When the first Zen Engineering Samples leaked out, many were surprised at the relatively low clock speeds. At stock, the 8 core 16 thread chip managed only 2.8 GHz stock and 3.2 GHz boost. Given the engineering sample nature of the chip, it was reasonable for the lower than usual speeds. Now it seems that AMD has released some new variants of their Zen ES CPUs, this time clocked a bit higher.
At the same A0 and 95W TDP, AMD has improved the base clock to 3.15 GHz, all core boost is up to 3.3 GHz, and single thread boost is all the way up at 3.6 GHz. These speeds are quite respectable given that Broadwell-E i7 6900K peaks out at 3.7 GHz and reports are suggesting a similar IPC. This means AMD may have a real winner on their hands though Intel is moving onto Skylake-E soon.
In addition to the new 8 core information, we’re also getting some more information about the 4 core 8 thread variant engineering sample. Keeping the 65W TDP, the chip manages 2900 GHz with all core turbo at 3.1 GHz and max turbo at 3.4 GHz. While respectable for the mid-range, we will have to see how it fares in overclocking before it is a worthy competitor to Intel’s K series. I suspect we will see higher speeds for launch.
Having said all that, it’s important to note that this is an unconfirmed report at this time. The source is somewhat trustworthy since they were the ones to provide the initial ES specifications that were later confirmed. The source is also reporting that AM4 motherboards have finally hit production so we’ll hopefully see Bristol Ridge soon and Zen shortly after. The expected launch date in February 2017 but I suspect it will be a bit longer before we get real hardware. It will be interesting to see how Kaby Lake and Zen battle it out next year.

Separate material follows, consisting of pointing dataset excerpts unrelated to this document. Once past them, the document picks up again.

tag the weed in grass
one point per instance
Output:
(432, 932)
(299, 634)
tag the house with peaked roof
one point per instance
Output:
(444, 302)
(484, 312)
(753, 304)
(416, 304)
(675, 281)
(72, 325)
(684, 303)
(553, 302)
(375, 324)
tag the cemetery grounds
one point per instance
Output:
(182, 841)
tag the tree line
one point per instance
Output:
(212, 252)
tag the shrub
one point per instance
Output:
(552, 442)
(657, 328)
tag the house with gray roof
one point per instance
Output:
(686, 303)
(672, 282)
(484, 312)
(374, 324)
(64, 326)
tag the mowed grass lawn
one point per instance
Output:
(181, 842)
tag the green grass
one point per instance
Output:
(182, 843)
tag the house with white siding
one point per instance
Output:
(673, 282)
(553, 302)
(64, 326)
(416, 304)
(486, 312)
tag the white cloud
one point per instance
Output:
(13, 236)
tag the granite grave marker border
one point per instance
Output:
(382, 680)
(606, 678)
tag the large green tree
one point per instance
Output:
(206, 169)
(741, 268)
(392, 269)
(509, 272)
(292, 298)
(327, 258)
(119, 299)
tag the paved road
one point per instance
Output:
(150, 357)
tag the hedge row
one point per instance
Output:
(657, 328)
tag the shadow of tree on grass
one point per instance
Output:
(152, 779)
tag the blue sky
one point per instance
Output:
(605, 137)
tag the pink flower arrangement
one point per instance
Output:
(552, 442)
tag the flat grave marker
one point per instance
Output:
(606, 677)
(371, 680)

Depending on the application, high clock rate isn’t always that important. This article seems to be giving it greater importance than it often has in practice…
Many high-performance computing applications can be fairly insensitive to clock rate, as they are often memory bound or I/O bound.
This doesn’t mean high clock rate isn’t useful in other scenarios. But the high memory bandwidth of the AMD Zen is going to help a lot.
The back story is that there was a demo showing AMD zen was competitive with last gen Intel even though Zen was running at a lower clock. So this higher clock is supposed to be exciting as AMD can finally compete with current gen i7.
That makes sense. It may add a few percentage points in performance. And for some workloads it is important. Games often do better with boosted freq.
Yes, especially when looking at boost clock speed in regards to single core performance, which in the past AMD had been severely lacking in comparison to Intel…
2900gHz O_O heeeelllll yeeeaah!
Dang 2900GHZ. Wouldn’t need to upgrade my computer for a really long time with those fairy tale numbers
The 8 core 3.2GHz with a 40% improvement in IPC is about the same speed as my FX-8320@4.5GHz in single core performance. But of course it has “SMT” to double the threads it can handle.
I’m going to wait for overclocked benchmarks on both AMD’s ZEN and Intel’s Kaby Lake to finally upgrade my system that I’ve had for 4 years now. Sure… It’s still a super solid system and capable, but… I want! Gimme!
BD/PD doesn’t scale nearly that good, there is a lot more to it than just clocking the cores, eg: branch misspredicts will still take it’s time (huge pipeline) and cache lookups will be no faster.
First, look at a few benchmark, clocking the 8320 to ±4.5GHz will give you roughly 15% performance increase (on a sunny day). So, multiplying the clock by a ratio of 1.28 (28%) gives half that increase in performance (note that a lot of applications doesn’t even come close to 15% performance increase). Then we can add the clock diff between Zen and FX-8320 which gives us another 10%. So overall that gives you nearly 25% in _some applications_, overall we’d likely be talking about notably less.
On another note, BD/PD modules does not make up 2 cores, in fact there is only one FPU per module. So if whatever you do mainly relies on floating point computation you basically have a quad-core. Even the integer units (two per module) doesn’t scale well, this is obviously due to the numerous shared resources (scheduling, higher level cache, pipeline and more). So you will find that it quite closely resembles SMT/HT scaling (which CMT is meant to be an alternative to).
So, hypothetically speaking, say you managed to get an FX-81xx comparable (performance wise) to Summit Ridge, it would only be comparable to a quad-core.